Les travaux aux constructions qui ne sont pas protégées en tant que monument, mais qui sont situés dans un site urbain ou rural protégé et pour lesquels une autorisation urbanistique n'est pas requise sont déclarés au Collège des Bourgmestre et Echevins. Dans le cas échéant, cette déclaration sera intégrée dans la déclaration urbanistique mentionnée dans les articles 94 et 96, § 1er, premier alinéa, du décret du 18 mai 1999 portant organisation de l'aménagement du territoire. Les travaux peuvent être démarrés à partir du vingtième jour suivant la date de la déclaration, sauf si le Collège des Bourgmestre et Echevins a signifié préalablement par lettre au requérant qu'il est d'avis que les travaux déclarés sont de nature à perturber les caractéristiques essentielles de l'ensemble protégé. Dans ce cas, les travaux ne pourront être démarrés qu'après y avoir obtenu l'autorisation de l'agence. La déclaration et l'éventuelle lettre du Collège des Bourgmestre et Echevins ont lieu par envoi sécurisé, à savoir par lettre recommandée, dépôt contre récépissé ou tout autre mode de signification autorisé par le Gouvernement flamand permettant de déterminer avec certitude la date de notification.
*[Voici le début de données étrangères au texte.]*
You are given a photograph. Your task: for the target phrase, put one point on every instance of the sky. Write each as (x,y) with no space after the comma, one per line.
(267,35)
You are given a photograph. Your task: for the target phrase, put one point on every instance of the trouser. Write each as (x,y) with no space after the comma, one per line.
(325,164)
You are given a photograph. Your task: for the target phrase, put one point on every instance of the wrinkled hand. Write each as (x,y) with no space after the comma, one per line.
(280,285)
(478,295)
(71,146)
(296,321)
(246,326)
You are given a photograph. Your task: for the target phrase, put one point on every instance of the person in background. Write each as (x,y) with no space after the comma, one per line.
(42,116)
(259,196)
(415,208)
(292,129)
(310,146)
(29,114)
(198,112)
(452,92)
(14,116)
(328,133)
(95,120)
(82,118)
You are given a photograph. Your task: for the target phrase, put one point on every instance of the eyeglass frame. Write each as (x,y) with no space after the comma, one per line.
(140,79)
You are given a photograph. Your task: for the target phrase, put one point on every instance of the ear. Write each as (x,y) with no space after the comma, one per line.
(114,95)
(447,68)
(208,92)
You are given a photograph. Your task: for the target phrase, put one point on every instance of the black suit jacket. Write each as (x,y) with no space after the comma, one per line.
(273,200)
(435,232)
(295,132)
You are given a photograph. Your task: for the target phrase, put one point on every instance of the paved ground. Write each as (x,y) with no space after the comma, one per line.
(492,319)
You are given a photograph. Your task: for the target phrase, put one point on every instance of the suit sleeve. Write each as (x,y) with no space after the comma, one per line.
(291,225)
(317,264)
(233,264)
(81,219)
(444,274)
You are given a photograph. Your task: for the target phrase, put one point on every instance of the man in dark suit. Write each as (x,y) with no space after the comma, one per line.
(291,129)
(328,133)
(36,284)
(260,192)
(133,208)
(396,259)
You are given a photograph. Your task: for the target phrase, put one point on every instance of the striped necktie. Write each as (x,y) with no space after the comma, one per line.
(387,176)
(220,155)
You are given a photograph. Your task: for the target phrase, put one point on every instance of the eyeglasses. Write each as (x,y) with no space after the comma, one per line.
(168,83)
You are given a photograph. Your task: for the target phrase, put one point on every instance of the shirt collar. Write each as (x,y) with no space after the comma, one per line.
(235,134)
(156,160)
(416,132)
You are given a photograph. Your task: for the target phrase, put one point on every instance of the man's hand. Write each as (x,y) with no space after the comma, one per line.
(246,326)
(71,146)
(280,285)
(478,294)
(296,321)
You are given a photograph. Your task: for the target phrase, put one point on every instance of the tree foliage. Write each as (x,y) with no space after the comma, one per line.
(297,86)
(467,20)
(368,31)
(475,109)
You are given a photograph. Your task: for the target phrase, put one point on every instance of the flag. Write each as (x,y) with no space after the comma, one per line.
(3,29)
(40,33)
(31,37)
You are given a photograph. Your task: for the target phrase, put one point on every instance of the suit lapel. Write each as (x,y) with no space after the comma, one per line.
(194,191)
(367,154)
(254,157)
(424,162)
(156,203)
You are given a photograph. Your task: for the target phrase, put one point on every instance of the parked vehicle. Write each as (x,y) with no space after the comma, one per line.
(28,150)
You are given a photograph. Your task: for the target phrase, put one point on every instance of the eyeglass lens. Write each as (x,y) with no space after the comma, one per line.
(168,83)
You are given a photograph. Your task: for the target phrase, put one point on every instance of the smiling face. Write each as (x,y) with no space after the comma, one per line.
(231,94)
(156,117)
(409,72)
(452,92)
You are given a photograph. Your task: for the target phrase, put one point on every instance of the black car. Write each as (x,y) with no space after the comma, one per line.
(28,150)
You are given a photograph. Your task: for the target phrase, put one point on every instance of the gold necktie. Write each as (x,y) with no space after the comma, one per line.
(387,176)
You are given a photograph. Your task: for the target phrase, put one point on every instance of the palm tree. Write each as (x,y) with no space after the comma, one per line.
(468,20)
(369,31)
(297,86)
Lorsque les travaux concernant des monuments protégés ou des constructions qui ne sont pas protégées en tant que monument, mais qui sont situées dans un site urbain ou rural protégé requièrent une autorisation urbanistique, le permis est inclus dans l'autorisation urbanistique. L'avis de l'agence adressé à l'autorité administrative accordant les permis mentionnera dans ce cas, et de façon contraignante, si cette autorité administrative peut ou non délivrer le permis.
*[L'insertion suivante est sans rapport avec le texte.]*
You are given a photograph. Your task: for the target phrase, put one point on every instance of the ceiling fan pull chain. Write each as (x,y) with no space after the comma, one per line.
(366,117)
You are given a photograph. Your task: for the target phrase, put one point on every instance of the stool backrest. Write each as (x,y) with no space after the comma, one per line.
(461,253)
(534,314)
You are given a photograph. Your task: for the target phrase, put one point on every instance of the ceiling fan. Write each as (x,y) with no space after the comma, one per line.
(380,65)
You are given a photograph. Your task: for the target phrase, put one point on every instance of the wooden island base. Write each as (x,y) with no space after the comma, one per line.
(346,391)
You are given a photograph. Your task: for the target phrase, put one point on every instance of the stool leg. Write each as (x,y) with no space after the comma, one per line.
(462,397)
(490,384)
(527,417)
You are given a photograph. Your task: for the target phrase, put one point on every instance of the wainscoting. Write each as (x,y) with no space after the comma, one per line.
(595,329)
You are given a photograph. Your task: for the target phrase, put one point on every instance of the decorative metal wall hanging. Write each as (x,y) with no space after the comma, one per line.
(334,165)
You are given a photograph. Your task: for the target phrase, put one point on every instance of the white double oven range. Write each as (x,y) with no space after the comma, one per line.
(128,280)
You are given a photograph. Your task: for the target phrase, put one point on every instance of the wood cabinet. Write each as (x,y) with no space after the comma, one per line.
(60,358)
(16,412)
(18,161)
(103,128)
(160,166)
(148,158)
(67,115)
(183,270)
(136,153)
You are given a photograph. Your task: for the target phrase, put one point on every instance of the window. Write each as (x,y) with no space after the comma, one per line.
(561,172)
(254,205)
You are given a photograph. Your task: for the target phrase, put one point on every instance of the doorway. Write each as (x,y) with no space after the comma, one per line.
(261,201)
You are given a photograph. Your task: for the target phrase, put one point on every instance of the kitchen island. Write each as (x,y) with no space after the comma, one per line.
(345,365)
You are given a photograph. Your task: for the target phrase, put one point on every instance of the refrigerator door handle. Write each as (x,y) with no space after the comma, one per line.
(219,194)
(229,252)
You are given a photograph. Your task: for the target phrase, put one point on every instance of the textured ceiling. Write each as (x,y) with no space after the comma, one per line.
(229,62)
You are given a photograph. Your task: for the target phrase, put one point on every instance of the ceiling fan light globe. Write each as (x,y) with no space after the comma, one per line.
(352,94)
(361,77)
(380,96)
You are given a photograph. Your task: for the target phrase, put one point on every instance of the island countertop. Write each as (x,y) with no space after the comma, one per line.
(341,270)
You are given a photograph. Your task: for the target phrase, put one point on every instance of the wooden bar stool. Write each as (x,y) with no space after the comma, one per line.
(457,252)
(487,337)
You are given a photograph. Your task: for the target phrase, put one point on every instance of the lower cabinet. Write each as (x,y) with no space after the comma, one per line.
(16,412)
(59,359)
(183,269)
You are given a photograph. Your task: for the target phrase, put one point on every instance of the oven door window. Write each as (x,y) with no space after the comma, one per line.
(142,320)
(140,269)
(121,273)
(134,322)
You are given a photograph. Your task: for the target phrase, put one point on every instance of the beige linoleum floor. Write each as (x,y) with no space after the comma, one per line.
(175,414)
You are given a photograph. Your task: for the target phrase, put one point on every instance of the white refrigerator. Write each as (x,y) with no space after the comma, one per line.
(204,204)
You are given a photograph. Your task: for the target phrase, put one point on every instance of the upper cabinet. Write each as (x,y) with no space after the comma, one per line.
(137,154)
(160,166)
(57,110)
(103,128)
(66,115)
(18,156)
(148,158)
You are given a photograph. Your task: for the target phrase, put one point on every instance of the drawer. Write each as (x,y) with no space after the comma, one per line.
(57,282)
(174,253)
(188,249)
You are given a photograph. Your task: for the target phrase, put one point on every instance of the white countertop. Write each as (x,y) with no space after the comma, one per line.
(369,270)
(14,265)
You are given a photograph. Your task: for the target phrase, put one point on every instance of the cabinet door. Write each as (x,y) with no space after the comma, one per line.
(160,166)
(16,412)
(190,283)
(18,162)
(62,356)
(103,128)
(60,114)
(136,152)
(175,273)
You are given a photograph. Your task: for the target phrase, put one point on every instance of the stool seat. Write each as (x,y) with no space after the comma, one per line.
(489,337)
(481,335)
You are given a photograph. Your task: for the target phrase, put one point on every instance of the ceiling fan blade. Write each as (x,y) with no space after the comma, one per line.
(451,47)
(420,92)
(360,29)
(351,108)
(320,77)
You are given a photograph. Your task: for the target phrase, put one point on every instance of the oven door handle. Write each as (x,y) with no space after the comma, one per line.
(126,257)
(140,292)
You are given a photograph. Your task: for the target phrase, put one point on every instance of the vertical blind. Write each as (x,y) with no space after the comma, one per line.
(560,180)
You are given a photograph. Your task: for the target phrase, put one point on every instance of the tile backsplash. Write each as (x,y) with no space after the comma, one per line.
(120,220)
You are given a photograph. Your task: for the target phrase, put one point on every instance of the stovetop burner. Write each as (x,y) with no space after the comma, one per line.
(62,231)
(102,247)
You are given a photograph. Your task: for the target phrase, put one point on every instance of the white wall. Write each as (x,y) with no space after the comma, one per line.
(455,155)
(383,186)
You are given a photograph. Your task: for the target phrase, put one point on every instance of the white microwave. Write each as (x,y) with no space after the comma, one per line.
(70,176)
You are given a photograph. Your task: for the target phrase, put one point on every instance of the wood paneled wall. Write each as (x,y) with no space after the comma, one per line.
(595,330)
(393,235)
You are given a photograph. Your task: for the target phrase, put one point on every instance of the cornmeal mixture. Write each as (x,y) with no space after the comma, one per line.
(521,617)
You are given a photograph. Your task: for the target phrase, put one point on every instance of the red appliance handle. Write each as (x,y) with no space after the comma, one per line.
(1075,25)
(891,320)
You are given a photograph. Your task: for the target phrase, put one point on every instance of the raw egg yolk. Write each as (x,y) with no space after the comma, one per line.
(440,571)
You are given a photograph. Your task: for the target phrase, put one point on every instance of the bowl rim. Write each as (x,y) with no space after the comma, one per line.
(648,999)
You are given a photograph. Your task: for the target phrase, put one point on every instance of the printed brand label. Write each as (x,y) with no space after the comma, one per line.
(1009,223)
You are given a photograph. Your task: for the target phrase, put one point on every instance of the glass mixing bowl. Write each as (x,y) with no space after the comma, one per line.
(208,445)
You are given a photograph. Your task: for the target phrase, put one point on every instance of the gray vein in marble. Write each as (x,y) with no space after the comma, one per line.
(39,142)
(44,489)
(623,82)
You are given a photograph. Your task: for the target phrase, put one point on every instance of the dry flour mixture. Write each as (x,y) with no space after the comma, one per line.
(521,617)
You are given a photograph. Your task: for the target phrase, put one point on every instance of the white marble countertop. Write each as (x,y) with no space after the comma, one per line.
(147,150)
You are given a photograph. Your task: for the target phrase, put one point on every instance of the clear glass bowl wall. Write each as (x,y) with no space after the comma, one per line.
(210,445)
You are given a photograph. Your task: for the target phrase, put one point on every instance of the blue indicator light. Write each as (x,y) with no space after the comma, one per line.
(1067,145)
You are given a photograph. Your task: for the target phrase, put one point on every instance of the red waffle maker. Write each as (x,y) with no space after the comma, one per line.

le Gouvernement flamand détermine quels travaux relèvent de l'application de ce paragraphe. Il fixe également la date d'entrée en vigueur de la procédure de déclaration mentionnée dans le troisième alinéa. Jusqu'à cette date d'entrée en vigueur, le permis relatif aux travaux visés au troisième alinéa sera directement demandé à l'agence. Le Gouvernement flamand peut déterminer d'autres règles formelles pour l'application de la procédure de déclaration mentionnée dans le troisième alinéa. ";

2° un § 4/1, un § 4/2 et un § 4/3 sont inclus et rédigés comme suit :

" § 4/1. Si l'agence rejette la demande d'un permis pour des travaux soumis à une obligation d'obtention d'un permis, mais pour lesquels une autorisation urbanistique n'est pas requise, le requérant est en droit d'introduire un recours administratif organisé auprès du Gouvernement flamand.

Par rapport à cette déclaration d'appel, le Gouvernement flamand demandera l'avis d'une commission d'experts constituée par lui. Cette dernière est composée d'un président-juriste permanent, de deux experts permanents en matière de patrimoine immobilier et de deux commissaires désignés en fonction de la nature du patrimoine immobilier concerné et/ou de la nature des travaux en question. La qualité de commissaire est inconciliable avec la qualité de membre d'une assemblée législative, d'un conseil provincial, d'un conseil communal, d'un conseil de district ou d'un conseil d'un Centre public d'aide sociale.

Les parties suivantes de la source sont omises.